Uaealesi Funaki

Personal information
- Born: 1998 (age 27–28) Ōtāhuhu, New Zealand
- Height: 172 cm (5 ft 8 in)

Sport
- Country: Tonga
- Sport: Weightlifting

Medal record
Men's weightlifting
Representing Tonga
Pacific Mini Games
| Gold medal – first place | 2022 saipan | 96kg snatch |
| Gold medal – first place | 2022 saipan | 96kg clean & jerk |
| Gold medal – first place | 2022 saipan | 96kg total |
Oceania Championships
| Gold medal – first place | 2022 saipan | 96kg |

= Uaealesi Funaki =

Tongan-New Zealander weightlifter

Uaealesi Funaki (born 1998) is a Tongan New Zealander weightlifter who has represented New Zealand at the Junior World Weightlifting Championships and Tonga at the Pacific Mini Games.
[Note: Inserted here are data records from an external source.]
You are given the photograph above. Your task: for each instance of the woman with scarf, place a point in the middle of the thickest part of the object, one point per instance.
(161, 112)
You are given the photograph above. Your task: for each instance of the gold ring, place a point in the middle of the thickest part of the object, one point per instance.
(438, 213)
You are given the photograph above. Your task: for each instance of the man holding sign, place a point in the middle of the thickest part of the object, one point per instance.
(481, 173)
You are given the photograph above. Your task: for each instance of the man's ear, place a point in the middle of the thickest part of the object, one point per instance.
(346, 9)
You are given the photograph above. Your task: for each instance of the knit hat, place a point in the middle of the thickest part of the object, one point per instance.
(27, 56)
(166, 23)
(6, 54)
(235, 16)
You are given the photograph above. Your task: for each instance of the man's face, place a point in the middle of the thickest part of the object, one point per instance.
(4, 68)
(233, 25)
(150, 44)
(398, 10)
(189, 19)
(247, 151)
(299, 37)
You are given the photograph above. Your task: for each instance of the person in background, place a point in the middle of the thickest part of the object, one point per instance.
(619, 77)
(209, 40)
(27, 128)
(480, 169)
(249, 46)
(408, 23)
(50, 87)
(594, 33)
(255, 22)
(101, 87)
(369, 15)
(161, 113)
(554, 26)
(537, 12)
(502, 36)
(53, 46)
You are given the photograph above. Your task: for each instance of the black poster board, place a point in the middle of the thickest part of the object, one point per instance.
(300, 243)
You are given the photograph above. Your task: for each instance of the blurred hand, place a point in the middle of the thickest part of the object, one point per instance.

Funake was born in the Auckland suburb of Ōtāhuhu and grew up in Māngere. He was educated at Southern Cross College. He began weightlifting at age 15 to improve his rugby performance, and later represented New Zealand at the 2015 Junior World Weightlifting Championships in Port Moresby, Papua New Guinea, winning silver in the under 85 kg class. In 2018, he represented New Zealand at the Junior World Weightlifting Championships in Tashkent, Uzbekistan.

At the 2022 Pacific Mini Games in Saipan, Northern Mariana Islands he won three gold medals in the 96 kg category. He also won a gold medal at the Oceania Weightlifting Championships, held concurrently.